Friederike Moltmann (IHPST, Paris , France & New York University, USA)

Abstract:

This talk will outline a novel truthmaker semantics of modals by focusing not on possible worlds and quantifiers ranging over them, but on what I will call modal objects, entities of the sort of permissions, obligations, possibilities, needs, and abilities. According to that semantics, modal predicates take modal objects as their implicit (Davidsonian) argument and the complement clause (or prejacent) of the modal acts as a predicate characterizing the modal object in terms of its satisfiers (truthmakers) and possibly violators (falsifiers), in roughly the sense of Fine's recent truthmaker semantics. On this account, the difference between modals of necessity and possibility is made a matter of ontology as are inferential relations among modal sentences.

Short Bio:

Friederike Moltmann is research director at the Centre National de la Recherche Scientifique in France and visiting researcher in the Philosophy Department at New York University. Her work focuses on the interface between philosophy and linguistic semantics, especially the connection between ontology and linguistic semantics. She is author of Parts and Wholes in Semantics (Oxford UP, 1997) and Abstract Objects and the Semantics of Natural Language (Oxford UP, 2013).

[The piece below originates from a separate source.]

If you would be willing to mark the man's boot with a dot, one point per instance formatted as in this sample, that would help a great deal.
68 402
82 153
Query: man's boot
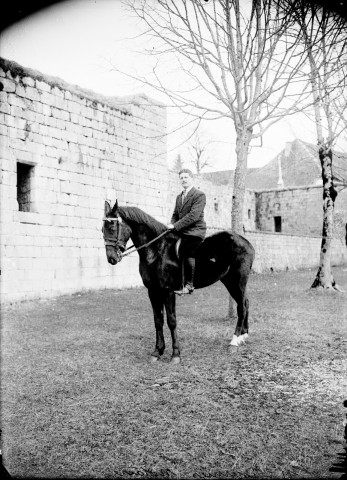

Powers of Wholes and Parts

Stephen Mumford (University of Nottingham, UK)

Abstract:

Philosophers have long struggled to understand the notion of strong, as opposed to merely epistemic, emergence. One such genuinely metaphysical way would be to accept that the powers of wholes can under certain conditions be more than the sums of the powers of the parts. But what are the conditions under which emergence occurs and can we be sure that the suggested sense of emergence is strong enough? Arrangement of component powers will be crucial as the same powers differently arranged can constitute different resultant powers of their wholes. This shows that the composition of powers is not always linear and is non-mereological but it also shows an inadequacy of the vector model. On the plus side, it gives us a model for composition that is apt for technical artefacts and complex socio-technical systems. This version of emergentism also permits plausible cases of top-down causation given that causes and effects are simultaneous on the powers view.

Short Bio:

Stephen Mumford is Professor of Metaphysics in the Department of Philosophy at the University of Nottingham, UK, and Professor II in the School of Economics and Business at the Norwegian University of Life Sciences. He is the author of Dispositions (Oxford, 1998), Russell on Metaphysics (Routledge, 2003), Laws in Nature (Routledge, 2004), David Armstrong (Acumen, 2007), Watching Sport: Aesthetics, Ethics and Emotion (Routledge, 2011), Getting Causes from Powers (Oxford, 2011 with Rani Lill Anjum), Metaphysics: a Very Short Introduction (Oxford, 2012) and Causation: a Very Short Introduction (Oxford, 2013 with Rani Lill Anjum). He was editor of George Molnar's posthumous Powers: a Study in Metaphysics (Oxford, 2003) and Metaphysics and Science (Oxford, 2013 with Matthew Tugby). His PhD was from the University of Leeds in 1994 and he has been at Nottingham since 1995 having served as Head of the Department of Philosophy, Head of the School of Humanities and Dean of the Faculty of Arts. He is currently completing a number of book projects: What Tends to Be: Essays on the Dispositional Modality, Causation in Science: on the Methods of Scientific Discovery (both with Rani Lill Anjum) and Nothing Really Matters. He will shortly be publishing his first philosophical novel, the New Meditations on First Philosophy (Bloomsbury).